As promised in my post of 27 Dec, here is a slightly fuller look at Elizabeth Bartlett’s Two Women Dancing.
I consider it one of the best books of poetry published in the last fifty years, yet on the first page, in the second poem, we read:
People need contemporary poetry like a hole in the head.
That depends on the poet. They certainly need these poems. We’ll come back to that later though, because the next poem is one of my favourites. “My Five Gentlemen”
Prostitutes have clients, wives have husbands, Poets, you will understand, have editors …
She describes the five editors whose hands she has been in, finishing up with:
Five is dead, of course. His failing health Was a comfort to me, though not to him, Naturally. His death removed one more market For battered goods, and proved a welcome release.

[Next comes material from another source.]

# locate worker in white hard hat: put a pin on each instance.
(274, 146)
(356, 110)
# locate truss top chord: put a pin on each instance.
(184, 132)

Rest in peace, I thought (for I always think kindly Of the gentlemen who direct me to the pages I am to sit in). I can only hope to be recycled And end up more useful than I would appear to be.
She frequently reminds me of Dorothy Nimmo or Sylvia Platt. Consider for example “Guitars as Women”, and “With My Body”:
With your hand, like that, he said …
and “There Is a Desert Here”:
Come, little creatures, walk on me, Come, little worms, slide on me, For no man ever will again. I watched beetles and ladybirds Long before you gathered birch twigs To beat me in a field – in fun, of course, And I will watch them again, And grow old ungracefully, barefoot And sluttish in my ways.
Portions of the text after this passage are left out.